We are experiencing a moment of dramatic and sudden reorientation in the definition of supply chains, under the blows of geopolitical tensions, the pandemic and now the open conflict in Ukraine, which has replaced the oldest trade route on the planet, that between Europe and Asia, with a giant black hole combining war and economic conflict. The logic of this redefinition is largely already mapped out: shorter supply chains, so as to reduce logistical vulnerabilities and hopefully also their environmental impact.
This also means hard work in relocating production close to their markets. An activity that will require investments, skills transfers and a lot of financial support.
The change in supply chains, at least the manufacturing ones, will also impact the logics of supply chain financing, leaving less room for the traditional and prevailing purpose of optimising the working capital of large-scale buyers, to shift to a logic of supporting those components of the supply chain that are most involved in redesigning and sustainability.
Managing this process will require the adoption of strategies projected over the medium and long term, instead of the maximisation of short-term results that has characterised the history of at least the last two decades. What can supply chain finance platforms do within this evolution?
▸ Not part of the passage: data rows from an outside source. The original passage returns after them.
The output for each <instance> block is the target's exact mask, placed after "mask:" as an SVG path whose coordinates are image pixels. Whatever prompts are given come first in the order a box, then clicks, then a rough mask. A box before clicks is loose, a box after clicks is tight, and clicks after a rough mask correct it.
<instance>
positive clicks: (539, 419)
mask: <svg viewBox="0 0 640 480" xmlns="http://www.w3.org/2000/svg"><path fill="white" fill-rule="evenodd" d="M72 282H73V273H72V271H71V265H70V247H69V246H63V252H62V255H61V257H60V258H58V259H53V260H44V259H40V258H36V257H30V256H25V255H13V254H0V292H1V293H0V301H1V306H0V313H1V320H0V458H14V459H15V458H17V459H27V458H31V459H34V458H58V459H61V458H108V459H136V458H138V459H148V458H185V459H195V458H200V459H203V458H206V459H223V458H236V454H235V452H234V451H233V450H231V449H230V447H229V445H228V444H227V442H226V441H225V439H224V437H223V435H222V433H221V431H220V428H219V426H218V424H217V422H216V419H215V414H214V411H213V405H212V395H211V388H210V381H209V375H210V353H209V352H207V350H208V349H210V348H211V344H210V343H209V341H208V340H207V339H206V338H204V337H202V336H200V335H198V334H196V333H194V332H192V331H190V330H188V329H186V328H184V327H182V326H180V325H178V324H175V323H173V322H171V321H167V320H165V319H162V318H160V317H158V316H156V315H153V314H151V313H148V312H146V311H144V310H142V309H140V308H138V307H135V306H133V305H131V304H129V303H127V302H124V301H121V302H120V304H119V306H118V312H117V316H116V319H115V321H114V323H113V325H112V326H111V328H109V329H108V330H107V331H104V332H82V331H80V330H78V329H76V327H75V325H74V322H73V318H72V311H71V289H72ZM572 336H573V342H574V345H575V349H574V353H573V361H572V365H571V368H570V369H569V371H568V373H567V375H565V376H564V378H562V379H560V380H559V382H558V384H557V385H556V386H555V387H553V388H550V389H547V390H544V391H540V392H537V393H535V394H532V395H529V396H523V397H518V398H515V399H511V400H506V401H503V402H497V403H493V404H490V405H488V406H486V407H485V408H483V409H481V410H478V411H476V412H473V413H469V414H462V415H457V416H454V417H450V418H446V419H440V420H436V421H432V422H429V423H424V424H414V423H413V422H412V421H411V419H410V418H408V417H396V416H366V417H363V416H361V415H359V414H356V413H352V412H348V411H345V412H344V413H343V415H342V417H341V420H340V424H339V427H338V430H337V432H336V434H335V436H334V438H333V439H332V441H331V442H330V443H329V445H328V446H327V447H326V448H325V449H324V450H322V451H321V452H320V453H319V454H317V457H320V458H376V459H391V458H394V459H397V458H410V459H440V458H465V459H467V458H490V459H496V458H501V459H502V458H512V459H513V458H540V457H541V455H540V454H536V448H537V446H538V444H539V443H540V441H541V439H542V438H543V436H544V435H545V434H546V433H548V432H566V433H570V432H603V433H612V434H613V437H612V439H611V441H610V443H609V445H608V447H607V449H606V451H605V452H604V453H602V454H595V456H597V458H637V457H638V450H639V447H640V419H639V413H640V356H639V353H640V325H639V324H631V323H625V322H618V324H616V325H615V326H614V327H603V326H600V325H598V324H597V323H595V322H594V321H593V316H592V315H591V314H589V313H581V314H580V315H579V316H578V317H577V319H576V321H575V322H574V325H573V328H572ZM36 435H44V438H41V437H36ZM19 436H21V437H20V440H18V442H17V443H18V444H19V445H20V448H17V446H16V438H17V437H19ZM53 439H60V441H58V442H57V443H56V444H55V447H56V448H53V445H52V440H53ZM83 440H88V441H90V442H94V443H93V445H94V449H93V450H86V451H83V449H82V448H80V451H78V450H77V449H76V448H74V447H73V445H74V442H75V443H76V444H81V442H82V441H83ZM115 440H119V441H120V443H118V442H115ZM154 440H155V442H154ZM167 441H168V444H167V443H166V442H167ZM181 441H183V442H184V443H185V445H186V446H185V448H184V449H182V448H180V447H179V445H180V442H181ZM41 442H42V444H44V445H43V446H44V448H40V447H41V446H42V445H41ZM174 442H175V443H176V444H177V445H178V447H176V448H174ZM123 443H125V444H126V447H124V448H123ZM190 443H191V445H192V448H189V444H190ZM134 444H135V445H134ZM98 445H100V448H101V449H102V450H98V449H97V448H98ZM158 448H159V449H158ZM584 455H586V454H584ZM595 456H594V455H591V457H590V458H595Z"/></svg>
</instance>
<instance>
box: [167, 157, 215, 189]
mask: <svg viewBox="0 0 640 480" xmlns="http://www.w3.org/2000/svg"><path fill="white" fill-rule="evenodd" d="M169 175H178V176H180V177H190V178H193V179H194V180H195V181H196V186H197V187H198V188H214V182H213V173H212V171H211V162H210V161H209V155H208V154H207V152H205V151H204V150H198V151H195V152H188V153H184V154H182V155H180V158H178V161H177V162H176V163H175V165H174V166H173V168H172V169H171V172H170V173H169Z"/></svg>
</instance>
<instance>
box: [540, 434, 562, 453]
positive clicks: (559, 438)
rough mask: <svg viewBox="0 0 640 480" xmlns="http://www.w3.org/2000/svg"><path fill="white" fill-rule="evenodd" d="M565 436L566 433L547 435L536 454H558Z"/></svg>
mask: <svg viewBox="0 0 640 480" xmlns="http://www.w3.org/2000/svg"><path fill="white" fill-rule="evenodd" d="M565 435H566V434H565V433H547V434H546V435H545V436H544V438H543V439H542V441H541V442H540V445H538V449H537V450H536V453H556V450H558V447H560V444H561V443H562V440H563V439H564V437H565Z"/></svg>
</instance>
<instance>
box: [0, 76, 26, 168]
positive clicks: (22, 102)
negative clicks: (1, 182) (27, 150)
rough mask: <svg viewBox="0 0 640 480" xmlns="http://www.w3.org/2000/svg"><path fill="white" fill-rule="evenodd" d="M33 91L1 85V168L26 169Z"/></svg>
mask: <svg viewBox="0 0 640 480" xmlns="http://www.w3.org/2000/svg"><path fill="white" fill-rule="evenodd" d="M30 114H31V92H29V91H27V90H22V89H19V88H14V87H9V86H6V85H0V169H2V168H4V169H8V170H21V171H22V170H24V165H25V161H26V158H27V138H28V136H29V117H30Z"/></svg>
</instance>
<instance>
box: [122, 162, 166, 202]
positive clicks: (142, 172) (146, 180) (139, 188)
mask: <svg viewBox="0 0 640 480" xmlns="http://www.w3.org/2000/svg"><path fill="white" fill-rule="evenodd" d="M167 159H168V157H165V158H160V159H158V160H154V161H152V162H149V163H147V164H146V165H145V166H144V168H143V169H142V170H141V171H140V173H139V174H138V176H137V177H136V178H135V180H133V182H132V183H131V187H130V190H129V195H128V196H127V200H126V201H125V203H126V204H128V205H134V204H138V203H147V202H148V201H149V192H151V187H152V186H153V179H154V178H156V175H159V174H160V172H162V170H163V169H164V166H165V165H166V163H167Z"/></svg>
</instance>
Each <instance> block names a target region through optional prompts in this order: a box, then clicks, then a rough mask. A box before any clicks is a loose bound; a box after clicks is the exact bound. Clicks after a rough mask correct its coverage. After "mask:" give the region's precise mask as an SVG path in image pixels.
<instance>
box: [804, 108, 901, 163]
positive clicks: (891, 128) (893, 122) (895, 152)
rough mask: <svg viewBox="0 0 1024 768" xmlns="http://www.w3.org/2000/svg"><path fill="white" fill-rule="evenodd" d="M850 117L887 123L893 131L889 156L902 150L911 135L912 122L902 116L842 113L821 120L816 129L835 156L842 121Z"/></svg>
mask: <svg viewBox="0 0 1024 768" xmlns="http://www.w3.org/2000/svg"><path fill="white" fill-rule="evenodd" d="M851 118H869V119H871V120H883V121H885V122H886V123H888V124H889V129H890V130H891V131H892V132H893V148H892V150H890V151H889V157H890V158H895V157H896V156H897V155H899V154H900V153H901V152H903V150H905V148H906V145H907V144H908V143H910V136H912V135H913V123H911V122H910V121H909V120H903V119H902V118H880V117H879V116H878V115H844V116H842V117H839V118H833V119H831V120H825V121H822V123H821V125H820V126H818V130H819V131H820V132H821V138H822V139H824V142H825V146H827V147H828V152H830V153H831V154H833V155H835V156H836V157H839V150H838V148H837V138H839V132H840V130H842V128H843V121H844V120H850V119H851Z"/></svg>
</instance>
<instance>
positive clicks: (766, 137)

A platform is nothing more than a set of tools that aim to facilitate the achievement of the goals of different parties, through the use of technology and a certain degree of engineering and standardisation of the underlying contractual relationships. But platforms are not all the same and the claim that they do everything equally well is just marketing.
It is therefore important to move away from the logic of empty labels and to think concretely about the structure and characteristics of individual solutions. It is not enough to be or define oneself as a platform, it is necessary to understand and evaluate the actual improvement that each specific solution guarantees with respect to the partners' objectives and the as-is situation. This is particularly important precisely because we are at a turning point in relation to a traditional mainstream made up of short-term financial objectives, a mainstream that has also marked the structure of supply chain finance solutions. In this context, it is not necessarily the case that successful solutions designed twenty years ago with an impressive track record are the best answer to today's problem.
To measure oneself with a logic of effective support for the suppliers that make up the supply chains, overcoming the logic of concentration on the most important players, means trying to overcome the limitations of traditional solutions: the emphasis must therefore be placed on effectiveness and horizontal applicability, rather than on volumes and short-term financial results. There is a need to redefine the traditional logics of the financial products being supported, rather than being subjected to them. There is a need to incorporate the suppliers' point of view into the platform logics, without considering them as mere passive subjects.
Taking this challenge seriously means adding a greater focus on user experience and horizontal sharing of rules and processes to an activity focused on application integration between different systems, which essentially benefits the large players. In this way, a supply chain finance platform can become a tool to support the supply chain ecosystem on a scale no longer limited to small fringes of suppliers, albeit volumetrically significant.
With this approach, we have designed Polaris, with the aim of providing a scalable solution, designed to encourage suppliers to join and give the buyer all the levers and flexibility needed to manage the transition.
Context and paradigm shift: from globalisation to relocation
1. Geopolitical tensions
2. Pandemic
3. Open conflict
4. ESG sustainability
> Shorter chains, relocation of production closer to their markets, sustainability
+ financial support + skills transfer + investment
> Redefinition of the logic of supply chain finance: from a short term financial driver (for the buyer) to a support component for the supply chain, with an important extension of the actors involved
Platform economy and supply chain finance
Platforms are a potential enabler for this mainstream, but what challenge do they face?
Supporting an ecosystem vs. optimising the working capital of an entity > the financial instrumentation may be the same, but processes, structures and user experience need to be revised to become usable by a larger number of entities
The actors
From the prevalence of finance to the prominence of supply chain managers, who must become more polyvalent: not only logistics and production, but also finance and a lot of investment in supplier knowledge.